Bad Apple
When I was living in New Mexico with Mom & Stephen, I was in the kitchen of our Ojo Sarco home, making an apricot cobbler with my girlfriend of the time, Ana. The apricots were ripe & soft & saccharine. Delicious to eat raw, but we had to resist, so we could make the cobbler — or was it a crisp? I didn’t know the difference then, and to be honest, as I write this 5-and-some-change years later, I still don’t. It didn’t matter anyway, cause the fruit was so delicous. The caterpillars thought so too, we found out. As we were pitting the apricots, we saw so many of them had one or two or sometimes three of them living in there, living off the sweet fruit, growing up into hearty New Mexico butterflies… or weavils or whatever; I don’t know what species of bug they were. As we worked through the apricots, we had to compost about half of everythin, there were so many with the little critters, but it was okay, cause we had a lot of apricots, about 3 or 4 gallons in all.

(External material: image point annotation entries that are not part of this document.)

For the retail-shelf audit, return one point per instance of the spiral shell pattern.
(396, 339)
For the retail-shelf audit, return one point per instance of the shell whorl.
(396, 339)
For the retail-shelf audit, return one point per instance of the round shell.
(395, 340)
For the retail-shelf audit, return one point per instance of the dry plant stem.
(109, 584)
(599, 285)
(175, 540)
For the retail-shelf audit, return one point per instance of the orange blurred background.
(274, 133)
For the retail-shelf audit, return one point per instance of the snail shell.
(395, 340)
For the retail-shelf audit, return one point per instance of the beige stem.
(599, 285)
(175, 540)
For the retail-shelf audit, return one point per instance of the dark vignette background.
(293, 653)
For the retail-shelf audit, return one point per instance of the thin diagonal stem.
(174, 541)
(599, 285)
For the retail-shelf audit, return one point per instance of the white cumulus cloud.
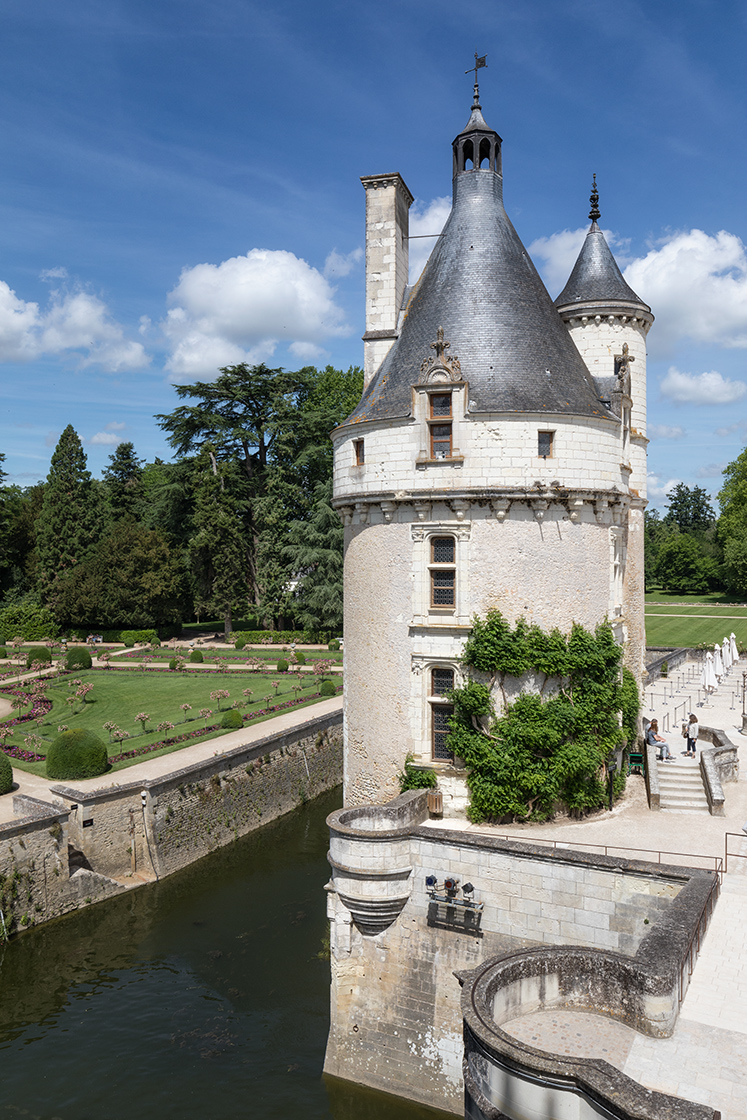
(108, 438)
(665, 431)
(241, 309)
(427, 220)
(701, 388)
(697, 287)
(657, 490)
(74, 322)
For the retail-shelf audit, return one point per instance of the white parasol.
(709, 680)
(726, 653)
(718, 661)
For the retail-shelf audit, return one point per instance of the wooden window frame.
(442, 568)
(551, 453)
(444, 420)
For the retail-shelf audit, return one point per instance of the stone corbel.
(540, 507)
(459, 505)
(601, 511)
(576, 509)
(501, 506)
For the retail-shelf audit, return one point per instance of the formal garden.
(139, 712)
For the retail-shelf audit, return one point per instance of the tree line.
(240, 523)
(692, 550)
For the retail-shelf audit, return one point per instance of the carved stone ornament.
(440, 367)
(623, 370)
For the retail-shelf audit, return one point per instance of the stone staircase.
(681, 786)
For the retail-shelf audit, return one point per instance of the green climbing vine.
(550, 747)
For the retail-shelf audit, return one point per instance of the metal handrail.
(716, 861)
(737, 855)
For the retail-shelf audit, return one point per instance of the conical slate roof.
(482, 288)
(596, 276)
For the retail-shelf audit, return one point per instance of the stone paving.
(706, 1058)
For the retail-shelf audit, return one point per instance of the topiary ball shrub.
(76, 754)
(6, 774)
(232, 720)
(38, 653)
(77, 659)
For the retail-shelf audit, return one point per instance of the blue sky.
(179, 190)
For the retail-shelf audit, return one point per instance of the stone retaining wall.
(395, 1017)
(123, 834)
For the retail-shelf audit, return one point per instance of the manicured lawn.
(119, 697)
(689, 631)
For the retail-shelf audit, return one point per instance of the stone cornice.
(609, 506)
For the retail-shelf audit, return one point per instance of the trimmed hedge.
(77, 659)
(137, 637)
(38, 653)
(276, 637)
(6, 774)
(76, 754)
(232, 720)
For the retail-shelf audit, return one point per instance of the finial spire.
(594, 198)
(479, 62)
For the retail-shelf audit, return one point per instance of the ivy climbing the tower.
(545, 752)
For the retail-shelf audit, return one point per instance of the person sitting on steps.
(663, 753)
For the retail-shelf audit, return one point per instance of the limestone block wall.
(36, 883)
(493, 451)
(156, 827)
(166, 823)
(395, 1019)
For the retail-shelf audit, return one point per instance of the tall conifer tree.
(69, 521)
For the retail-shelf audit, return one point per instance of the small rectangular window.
(441, 682)
(440, 441)
(441, 715)
(544, 440)
(442, 550)
(442, 588)
(440, 404)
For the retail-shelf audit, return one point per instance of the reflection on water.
(204, 996)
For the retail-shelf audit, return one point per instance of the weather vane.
(479, 62)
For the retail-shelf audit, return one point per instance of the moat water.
(203, 997)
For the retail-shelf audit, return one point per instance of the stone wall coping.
(36, 820)
(593, 1078)
(214, 765)
(394, 820)
(558, 855)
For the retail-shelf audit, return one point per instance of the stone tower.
(496, 460)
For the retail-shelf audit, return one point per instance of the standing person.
(654, 738)
(692, 736)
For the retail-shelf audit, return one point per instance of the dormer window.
(439, 421)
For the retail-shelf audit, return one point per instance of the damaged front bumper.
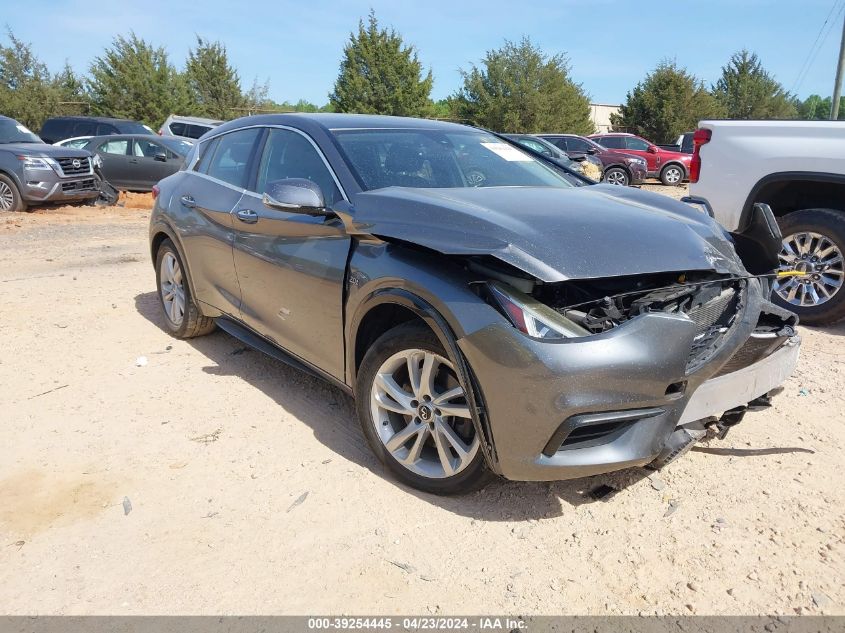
(584, 406)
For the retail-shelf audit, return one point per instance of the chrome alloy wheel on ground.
(421, 415)
(7, 198)
(172, 288)
(821, 264)
(673, 175)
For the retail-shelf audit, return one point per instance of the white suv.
(189, 128)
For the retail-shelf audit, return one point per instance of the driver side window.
(288, 154)
(637, 144)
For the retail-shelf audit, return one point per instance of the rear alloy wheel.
(616, 176)
(181, 315)
(415, 414)
(813, 247)
(672, 175)
(10, 197)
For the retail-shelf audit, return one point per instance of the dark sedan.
(136, 162)
(619, 168)
(523, 322)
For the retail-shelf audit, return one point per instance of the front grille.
(714, 319)
(79, 185)
(757, 347)
(74, 166)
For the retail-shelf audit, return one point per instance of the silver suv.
(189, 128)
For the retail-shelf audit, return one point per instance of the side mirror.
(295, 195)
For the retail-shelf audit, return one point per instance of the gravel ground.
(212, 479)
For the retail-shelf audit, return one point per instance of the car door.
(291, 267)
(642, 148)
(152, 162)
(116, 166)
(207, 196)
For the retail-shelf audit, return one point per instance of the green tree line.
(515, 88)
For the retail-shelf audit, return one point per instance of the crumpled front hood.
(550, 233)
(42, 150)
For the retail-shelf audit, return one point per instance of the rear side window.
(613, 142)
(52, 129)
(84, 128)
(115, 147)
(206, 152)
(636, 143)
(577, 145)
(195, 131)
(231, 159)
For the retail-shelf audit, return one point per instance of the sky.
(297, 45)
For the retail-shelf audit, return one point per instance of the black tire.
(672, 175)
(831, 224)
(18, 203)
(407, 337)
(193, 322)
(617, 176)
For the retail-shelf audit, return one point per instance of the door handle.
(247, 215)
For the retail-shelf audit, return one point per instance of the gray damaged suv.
(534, 326)
(32, 172)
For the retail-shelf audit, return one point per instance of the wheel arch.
(160, 232)
(790, 191)
(404, 305)
(676, 163)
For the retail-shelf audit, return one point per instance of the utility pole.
(837, 87)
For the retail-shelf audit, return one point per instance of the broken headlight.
(530, 316)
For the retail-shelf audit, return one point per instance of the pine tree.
(746, 91)
(135, 80)
(518, 88)
(380, 75)
(667, 103)
(215, 85)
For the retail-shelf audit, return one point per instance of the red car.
(671, 167)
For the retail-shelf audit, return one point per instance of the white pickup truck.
(798, 169)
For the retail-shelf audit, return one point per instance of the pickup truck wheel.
(814, 245)
(616, 176)
(10, 197)
(672, 175)
(414, 413)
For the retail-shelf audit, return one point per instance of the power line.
(805, 67)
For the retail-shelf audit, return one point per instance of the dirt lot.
(215, 480)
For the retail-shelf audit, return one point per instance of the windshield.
(13, 132)
(432, 158)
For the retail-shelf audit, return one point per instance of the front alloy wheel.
(812, 253)
(415, 414)
(820, 263)
(421, 415)
(172, 288)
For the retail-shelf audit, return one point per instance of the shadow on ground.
(330, 414)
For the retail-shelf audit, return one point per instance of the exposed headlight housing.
(531, 317)
(33, 163)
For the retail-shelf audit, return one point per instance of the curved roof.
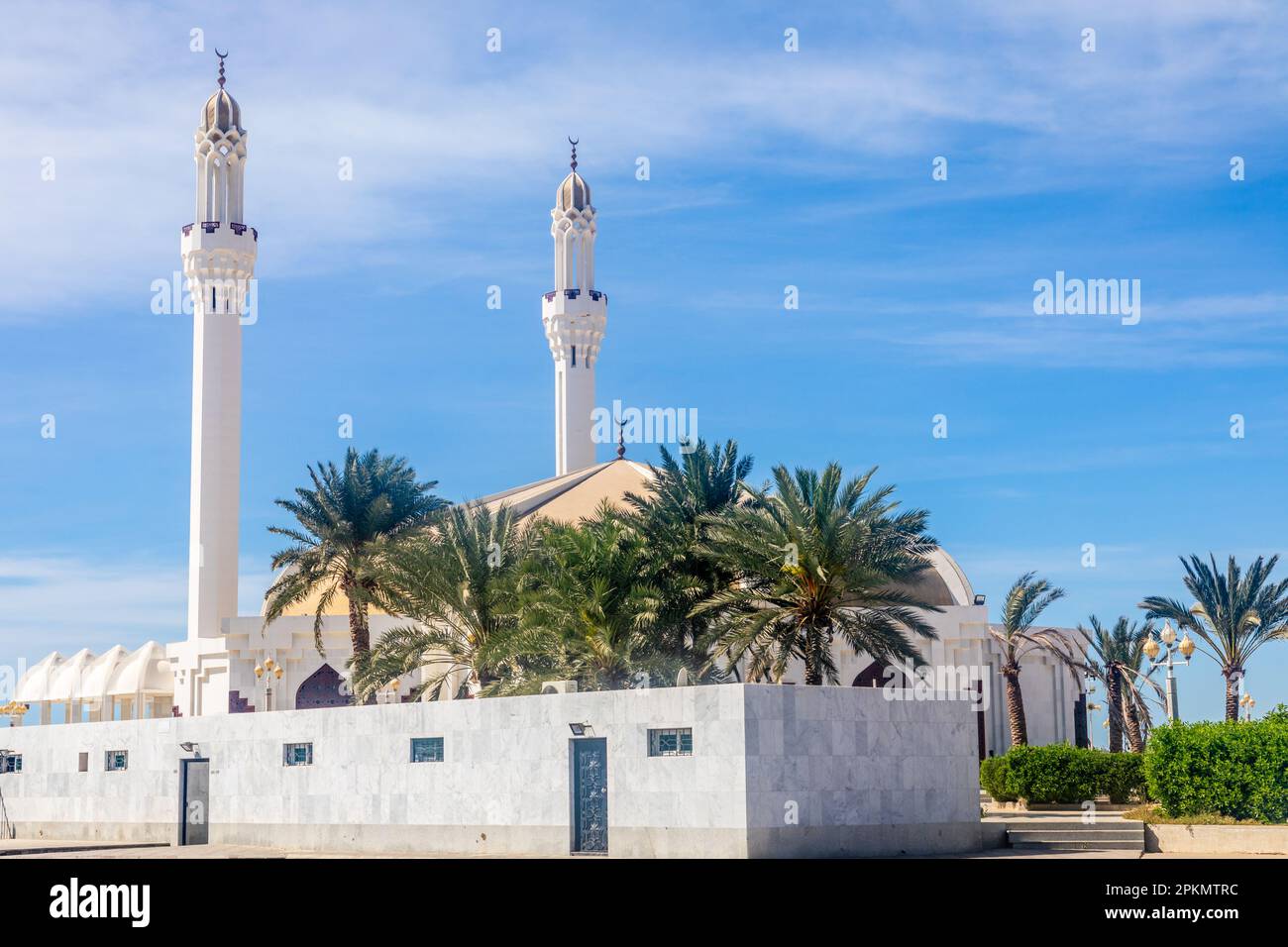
(145, 671)
(64, 684)
(944, 583)
(574, 193)
(115, 673)
(34, 684)
(220, 112)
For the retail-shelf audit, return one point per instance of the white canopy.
(64, 684)
(145, 672)
(82, 677)
(34, 684)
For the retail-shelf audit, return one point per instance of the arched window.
(323, 688)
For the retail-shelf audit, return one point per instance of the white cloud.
(441, 133)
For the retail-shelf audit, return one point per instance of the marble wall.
(774, 771)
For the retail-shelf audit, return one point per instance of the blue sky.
(768, 169)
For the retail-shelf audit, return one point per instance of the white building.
(231, 664)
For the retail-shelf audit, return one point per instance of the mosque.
(231, 664)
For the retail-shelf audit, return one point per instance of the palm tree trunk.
(360, 634)
(1134, 742)
(1232, 693)
(1016, 706)
(812, 667)
(1115, 703)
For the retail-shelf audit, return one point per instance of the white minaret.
(575, 315)
(218, 260)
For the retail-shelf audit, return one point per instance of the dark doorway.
(590, 795)
(323, 688)
(194, 792)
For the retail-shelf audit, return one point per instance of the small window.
(673, 742)
(426, 750)
(297, 755)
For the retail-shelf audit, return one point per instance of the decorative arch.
(323, 688)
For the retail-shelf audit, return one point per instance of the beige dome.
(220, 112)
(574, 193)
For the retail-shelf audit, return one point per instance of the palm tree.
(347, 521)
(675, 514)
(1233, 615)
(590, 604)
(1117, 659)
(456, 581)
(816, 561)
(1025, 602)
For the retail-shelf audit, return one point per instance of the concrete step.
(1090, 845)
(1047, 835)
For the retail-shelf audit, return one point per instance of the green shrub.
(1061, 774)
(995, 776)
(1233, 768)
(1124, 777)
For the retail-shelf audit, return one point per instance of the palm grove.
(704, 578)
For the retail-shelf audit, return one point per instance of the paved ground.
(80, 849)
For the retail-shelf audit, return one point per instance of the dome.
(574, 193)
(220, 112)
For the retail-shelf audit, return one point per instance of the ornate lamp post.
(1248, 703)
(14, 711)
(1170, 644)
(273, 671)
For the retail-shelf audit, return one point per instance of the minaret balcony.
(575, 303)
(570, 294)
(217, 236)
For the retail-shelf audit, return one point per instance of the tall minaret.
(575, 315)
(218, 260)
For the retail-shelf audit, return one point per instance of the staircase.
(1060, 831)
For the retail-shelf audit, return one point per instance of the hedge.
(1233, 768)
(1061, 774)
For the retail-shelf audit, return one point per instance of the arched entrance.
(323, 688)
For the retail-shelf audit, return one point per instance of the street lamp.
(1171, 646)
(273, 671)
(1248, 703)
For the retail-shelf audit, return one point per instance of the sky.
(767, 169)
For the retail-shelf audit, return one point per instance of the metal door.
(590, 795)
(194, 828)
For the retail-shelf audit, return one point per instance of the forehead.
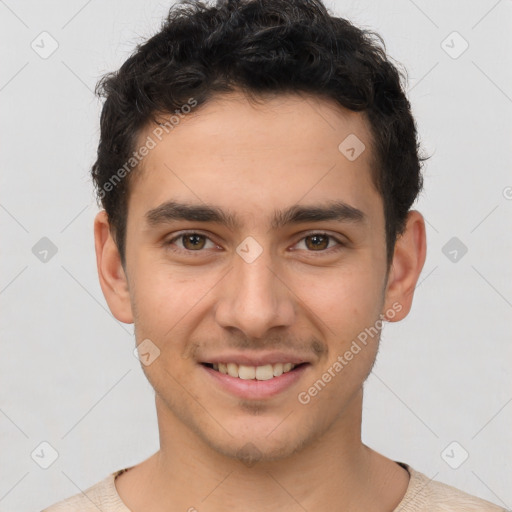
(251, 157)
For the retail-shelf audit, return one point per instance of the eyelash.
(340, 245)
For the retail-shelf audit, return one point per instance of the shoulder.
(425, 494)
(100, 496)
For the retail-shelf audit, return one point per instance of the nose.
(255, 297)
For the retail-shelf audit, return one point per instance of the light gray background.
(68, 373)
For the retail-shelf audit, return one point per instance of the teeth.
(265, 372)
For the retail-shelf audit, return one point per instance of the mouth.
(245, 372)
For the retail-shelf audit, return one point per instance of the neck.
(333, 469)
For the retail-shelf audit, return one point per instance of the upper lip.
(256, 359)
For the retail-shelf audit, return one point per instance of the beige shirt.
(423, 494)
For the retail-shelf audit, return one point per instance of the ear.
(113, 281)
(408, 259)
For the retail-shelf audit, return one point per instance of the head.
(242, 123)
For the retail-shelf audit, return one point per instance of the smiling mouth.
(265, 372)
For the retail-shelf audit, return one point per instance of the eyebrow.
(296, 214)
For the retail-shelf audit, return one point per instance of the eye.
(189, 241)
(319, 242)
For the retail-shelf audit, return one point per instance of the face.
(252, 239)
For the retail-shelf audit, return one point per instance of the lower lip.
(256, 389)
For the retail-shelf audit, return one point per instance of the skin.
(250, 160)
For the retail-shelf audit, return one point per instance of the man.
(257, 165)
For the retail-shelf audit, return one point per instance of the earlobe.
(408, 260)
(113, 281)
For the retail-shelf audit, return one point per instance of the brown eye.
(318, 241)
(189, 243)
(193, 241)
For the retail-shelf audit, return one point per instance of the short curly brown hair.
(260, 47)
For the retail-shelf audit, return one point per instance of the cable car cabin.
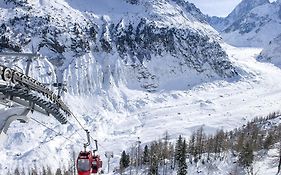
(96, 164)
(84, 163)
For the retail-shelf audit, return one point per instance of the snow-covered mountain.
(251, 23)
(272, 52)
(133, 68)
(129, 36)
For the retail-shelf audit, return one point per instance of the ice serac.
(144, 44)
(242, 9)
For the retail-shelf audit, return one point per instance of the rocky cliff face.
(251, 23)
(143, 44)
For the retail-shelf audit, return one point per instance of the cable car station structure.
(26, 94)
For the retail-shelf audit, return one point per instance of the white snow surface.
(117, 113)
(117, 116)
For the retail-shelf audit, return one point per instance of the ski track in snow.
(218, 105)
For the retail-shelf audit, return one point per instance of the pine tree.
(182, 166)
(44, 172)
(17, 172)
(58, 172)
(49, 171)
(246, 156)
(178, 150)
(124, 161)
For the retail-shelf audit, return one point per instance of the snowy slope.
(251, 23)
(121, 88)
(272, 53)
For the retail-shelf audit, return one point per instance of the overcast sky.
(216, 7)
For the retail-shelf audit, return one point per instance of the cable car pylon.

Ana & I were just in our honeymoon phase, and we spent a lot of time together like this, hanging out, working on something together & talking. I regret that now, I can remember so much about the apricots, the seasons, the sunsets, the winding mountain paths, and steep cliffs, with the many ofrendas dotting the shoulders, where unfortunate souls died on the road — often drunk driving, or high, too fast. We talked about that, too. She liked to drive fast, too. That had worried me.
She had been going to school to become a massage therapist, and besides anatomy, her studies included Eastern sprirituality — chakras, yoga, taiji, and nutrition. Sometimes, I’d help her with her anatomy homework. — No, really, I mean — We had a lot of "lab work," hands-on, you know, but I would help her to study the parts and properties of the human body: dorsal, superior, inferior, thoracic, pulmonary, cranial, etc… I’ve forgotten most of it now, but my brain is good at that sort of thing. — decomposing amorphic living things into distinct systems with functions and names, and I genuinely wanted her to succeed in school. The harsh New Mexico desert was unkind to those without an education, and she was smart and kind and I wanted to help her.
But today, we were making an apricot crisp. We were talking & shucking apricots. I think we had prepared enough of them and were now readying a baking dish and heating the oven. Mom walked in and started talking about… something. I don’t remember because she was chatty, so it must’ve been frivolous, and well, I was distracted… She was… eating the apricots — the unchecked ones, full of grubs. Just popping them into her mouth whole, and spitting the pits back into the bag, and gabbing at us the whole time. Ana and I looked at each other with the same look of horror and disgust, that Mom must have missed.
I looked back at Mom, "You know you…" I looked down at the bag, and the apricot in her hands.
"What?"
"There are bugs in all of those," Ana and I said together.
"Ehh, so what?" She spat a pit into the bag, as she popped another fruit into her mouth, "It’s protein!"